Zu den Glaubensflüchtlingen, die sich nur zeitweise in Frankfurt aufhielten, gehörte der Engländer John Foxe. Foxe wurde 1516 in Boston in der Grafschaft Lincolnshire geboren. Als 16jähriger begann er ein Studium in Oxford. 1543 schloss er seine Studien ab und wurde Dozent, musste seine akademische Karriere aber schon 1545 wieder beenden, weil er zum protestantischen Glauben übergetreten war und somit den Bruch mit der anglikanischen Church of England vollzogen hatte. 1547 heiratete er Agnes Randall. 1550 wurde er zum Diakon ordiniert. Als ihm im Zuge der Rekatholisierung unter Mary I. die Verhaftung drohte, verließ er 1554 wie zahlreiche andere Protestanten England. Zunächst ging er nach Antwerpen und Rotterdam, im Herbst 1554 kam er nach Frankfurt. Nach dem Tod Marys I. im Jahr 1558 kehrte Foxe nach England zurück, wurde Geistlicher und widmete sich seinen Publikationen. 1587 starb er in London.
Nachdem Foxe im Herbst 1554 nach Frankfurt gekommen war, arbeitete er als Prediger für die englischsprachigen Glaubensflüchtlinge, die sich in der Stadt aufhielten. Für jede Gruppe unter den Glaubensflüchtlingen gab es zunächst Gottesdienste in ihrer eigenen Sprache. Eine englischsprachige Gemeinde war im Juli 1554 gegründet worden, eine französischsprachige bestand damals bereits. Als Foxe in die noch junge Gemeinde eintrat, gab es dort bereits heftige Auseinandersetzungen über die liturgischen Bücher, die während der Gottesdienste verwendet werden sollten. Während die einen im Gottesdienst das „Book of Common Prayer“ verwenden wollten, bestanden die anderen auf einer calvinistisch orientierten Liturgie. Die konfessionelle Richtung, die die Frankfurter englischsprachige Gemeinde künftig einnehmen sollte, entschied sich an der gewählten Liturgie. Der Führer der calvinistisch orientierten Gemeindemitglieder war der schottische Reformator John Knox, der sich ebenfalls als Flüchtling in Frankfurt aufhielt. Foxe entschied sich schließlich dafür, die Gruppe um Knox zu unterstützen. Nachdem John Knox in der Auseinandersetzung unterlag, musste auch Foxe Frankfurt wieder verlassen. Er verließ die Stadt gemeinsam mit anderen Gemeindemitgliedern zunächst in Richtung Basel. Später reiste er weiter nach Straßburg. Dort wurde sein wichtigstes und immer wieder neu aufgelegtes Werk erstmals gedruckt.
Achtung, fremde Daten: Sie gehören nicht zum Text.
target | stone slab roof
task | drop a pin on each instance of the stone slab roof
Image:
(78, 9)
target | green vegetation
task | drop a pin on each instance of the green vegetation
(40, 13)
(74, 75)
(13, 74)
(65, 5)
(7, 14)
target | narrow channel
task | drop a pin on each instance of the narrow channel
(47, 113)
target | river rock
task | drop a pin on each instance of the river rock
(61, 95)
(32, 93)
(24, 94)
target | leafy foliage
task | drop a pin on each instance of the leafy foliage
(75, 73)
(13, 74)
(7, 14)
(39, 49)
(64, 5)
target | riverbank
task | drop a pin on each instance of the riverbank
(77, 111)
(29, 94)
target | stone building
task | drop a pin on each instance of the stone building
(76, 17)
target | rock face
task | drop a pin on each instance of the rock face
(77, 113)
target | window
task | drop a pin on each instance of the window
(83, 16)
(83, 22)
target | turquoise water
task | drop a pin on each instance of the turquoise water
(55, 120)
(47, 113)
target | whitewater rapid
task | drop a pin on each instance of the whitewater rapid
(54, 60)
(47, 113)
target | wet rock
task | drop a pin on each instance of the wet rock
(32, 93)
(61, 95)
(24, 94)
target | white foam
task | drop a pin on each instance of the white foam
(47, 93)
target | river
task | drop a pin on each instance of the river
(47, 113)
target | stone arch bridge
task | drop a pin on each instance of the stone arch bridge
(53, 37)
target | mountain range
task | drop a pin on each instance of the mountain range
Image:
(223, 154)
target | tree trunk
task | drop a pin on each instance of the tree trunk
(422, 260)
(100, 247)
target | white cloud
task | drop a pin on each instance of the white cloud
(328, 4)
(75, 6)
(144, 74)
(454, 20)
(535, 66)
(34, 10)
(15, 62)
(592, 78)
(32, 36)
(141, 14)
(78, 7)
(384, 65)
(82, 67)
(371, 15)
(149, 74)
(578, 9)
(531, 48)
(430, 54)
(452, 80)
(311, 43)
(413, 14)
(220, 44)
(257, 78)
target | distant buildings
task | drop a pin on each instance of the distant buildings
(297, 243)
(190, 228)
Dieses Werk, dessen Rezeption insbesondere in den Vereinigten Staaten noch immer eine wichtige Rolle spielt, waren seine 1554 erstmals in Straßburg veröffentlichten „Acts and Monuments“ (auch bekannt als „Book of Martyrs“), eine „megalomane Publikation“ (Henny 2016) mit zahlreichen Illustrationen in zunächst 5, später 12 Bänden, die die protestantischen Glaubenszeugen der Neuzeit in den Kontext der antiken Glaubenszeugen stellt. 1559 erschien in Basel eine Ausgabe in lateinischer Sprache. Die „Acts and Monuments“ waren neben dem „Book of Common Prayer“ „der wichtigste Text des englischen Protestantismus im 16. Jahrhundert“ (Fuchs 2003).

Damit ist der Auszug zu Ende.